I´ve spent days searching for the optimal models which would fulfill all of the standard OLS assumptions (normal distribution, homoscedasticity, no multicollinearity) in R but with 12 variables, it´s impossible to find the optimal var combination. So I was trying to create a script which would automatize this process.
Here the sample code for calculations:
x1 <- runif(100, 0, 10)
x2 <- runif(100, 0, 10)
x3 <- runif(100, 0, 10)
x4 <- runif(100, 0, 10)
x5 <- runif(100, 0, 10)
df <- as.data.frame(cbind(x1,x2,x3,x4,x5))
library(lmtest)
library(car)
model <- lm(x1~x2+x3+x4+x5, data = df)
# check for normal distribution (Shapiro-Wilk-Test)
rs_sd <- rstandard(model)
shapiro.test(rs_sd)
# check for heteroskedasticity (Breusch-Pagan-Test)
bptest(model)
# check for multicollinearity
vif(model)
#-------------------------------------------------------------------------------
# models without outliers
# identify outliers (calculating the Cooks distance, if x > 4/(n-k-1) --> outlier
cooks <- round(cooks.distance(model), digits = 4)
df_no_out <- cbind(df, cooks)
df_no_out <- subset(df_no_out, cooks < 4/(100-4-1))
model_no_out <- lm(x1~x2+x3+x4+x5, data = df_no_out)
# check for normal distribution
rs_sd_no_out<- rstandard(model_no_out)
shapiro.test(rs_sd_no_out)
# check for heteroskedasticity
bptest(model_no_out)
# check for multicollinearity
vif(model_no_out)
What I have in mind is to loop through all of the var combinations and get the P-VALUES for the shapiro.test() and the bptest() or the VIF-values for all models created so I can compare the significance values or the multicollinearity resp. (in my dataset, the multicollinearity shouldn´t be a problem and since to check for multicollinearity the VIF test produces more values (for each var 1xVIF factor) which will be probably more challenging for implementing in the code), the p-values for shapiro.test + bptest() would suffice…).
I´ve tried to write several scripts which would automatize the process but without succeed (unfortunately I´m not a programmer).
I know there´re already some threads dealing with this problem
How to run lm models using all possible combinations of several variables and a factor
Finding the best combination of variables for high R-squared values
but I haven´t find a script which would also calculate JUST the P-VALUES.
Especially the tests for models without outliers are important because after removing the outliers the OLS assumptions are fullfilled in many cases.
I would really very appreciate any suggestions or help with this.

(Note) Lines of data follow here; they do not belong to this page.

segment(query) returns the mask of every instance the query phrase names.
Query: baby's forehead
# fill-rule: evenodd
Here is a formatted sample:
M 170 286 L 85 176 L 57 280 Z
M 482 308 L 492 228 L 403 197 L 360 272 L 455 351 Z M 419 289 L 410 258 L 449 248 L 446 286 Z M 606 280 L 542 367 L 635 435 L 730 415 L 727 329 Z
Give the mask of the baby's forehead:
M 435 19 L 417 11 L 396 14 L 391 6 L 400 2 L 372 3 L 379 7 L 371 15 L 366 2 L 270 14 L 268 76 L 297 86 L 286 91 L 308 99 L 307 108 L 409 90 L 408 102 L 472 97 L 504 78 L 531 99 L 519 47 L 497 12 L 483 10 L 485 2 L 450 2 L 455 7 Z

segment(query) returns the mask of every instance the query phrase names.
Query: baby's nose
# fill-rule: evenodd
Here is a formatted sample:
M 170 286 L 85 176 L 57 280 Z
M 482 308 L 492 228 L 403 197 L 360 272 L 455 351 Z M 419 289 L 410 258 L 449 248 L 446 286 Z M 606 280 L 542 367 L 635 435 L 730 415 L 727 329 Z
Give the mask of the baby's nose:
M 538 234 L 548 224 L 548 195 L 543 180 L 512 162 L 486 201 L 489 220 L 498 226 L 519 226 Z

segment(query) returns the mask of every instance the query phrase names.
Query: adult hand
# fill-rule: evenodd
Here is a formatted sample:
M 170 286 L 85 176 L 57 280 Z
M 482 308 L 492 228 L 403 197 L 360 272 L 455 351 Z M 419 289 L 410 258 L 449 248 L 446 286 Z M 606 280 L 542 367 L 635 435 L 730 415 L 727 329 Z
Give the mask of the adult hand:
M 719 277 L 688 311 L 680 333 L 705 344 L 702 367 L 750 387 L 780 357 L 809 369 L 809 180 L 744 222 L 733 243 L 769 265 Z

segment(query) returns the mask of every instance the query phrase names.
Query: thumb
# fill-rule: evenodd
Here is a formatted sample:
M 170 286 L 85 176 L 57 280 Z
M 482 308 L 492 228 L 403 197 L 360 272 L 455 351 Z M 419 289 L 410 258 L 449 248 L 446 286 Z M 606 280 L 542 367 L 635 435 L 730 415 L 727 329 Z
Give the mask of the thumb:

you are scratching the surface of what is now referred to as Statistical learning. the intro text is "Statistical Learning with applications in R" and the grad level text is "The Elements of Statistical learning".
to do what you need you use regsubsets() function from the "leaps" package. However if you read at least chapter 6 from the intro book you will discover about cross-validation and bootstrapping which are the modern way of doing model selection.
The following automates the models fitting and the tests you made afterwards.
There is one function that fits all possible models. Then a series of calls to the *apply functions will get the values you want.
library(lmtest)
library(car)
fitAllModels <- function(data, resp, regr){
f <- function(M){
apply(M, 2, function(x){
fmla <- paste(resp, paste(x, collapse = "+"), sep = "~")
fmla <- as.formula(fmla)
lm(fmla, data = data)
})
}
regr <- names(data)[names(data) %in% regr]
regr_list <- lapply(seq_along(regr), function(n) combn(regr, n))
models_list <- lapply(regr_list, f)
unlist(models_list, recursive = FALSE)
}
Now the data.
# Make up a data.frame to test the function above.
# Don't forget to set the RNG seed to make the
# results reproducible
set.seed(7646)
x1 <- runif(100, 0, 10)
x2 <- runif(100, 0, 10)
x3 <- runif(100, 0, 10)
x4 <- runif(100, 0, 10)
x5 <- runif(100, 0, 10)
df <- data.frame(x1, x2, x3, x4, x5)
First fit all models with "x1" as response and the other variables as possible regressors. The function can be called with one response and any number of possible regressors you want.
fit_list <- fitAllModels(df, "x1", names(df)[-1])
And now the sequence of tests.
# Normality test, standardized residuals
rs_sd_list <- lapply(fit_list, rstandard)
sw_list <- lapply(rs_sd_list, shapiro.test)
sw_pvalues <- sapply(sw_list, '[[', 'p.value')
# check for heteroskedasticity (Breusch-Pagan-Test)
bp_list <- lapply(fit_list, bptest)
bp_pvalues <- sapply(bp_list, '[[', 'p.value')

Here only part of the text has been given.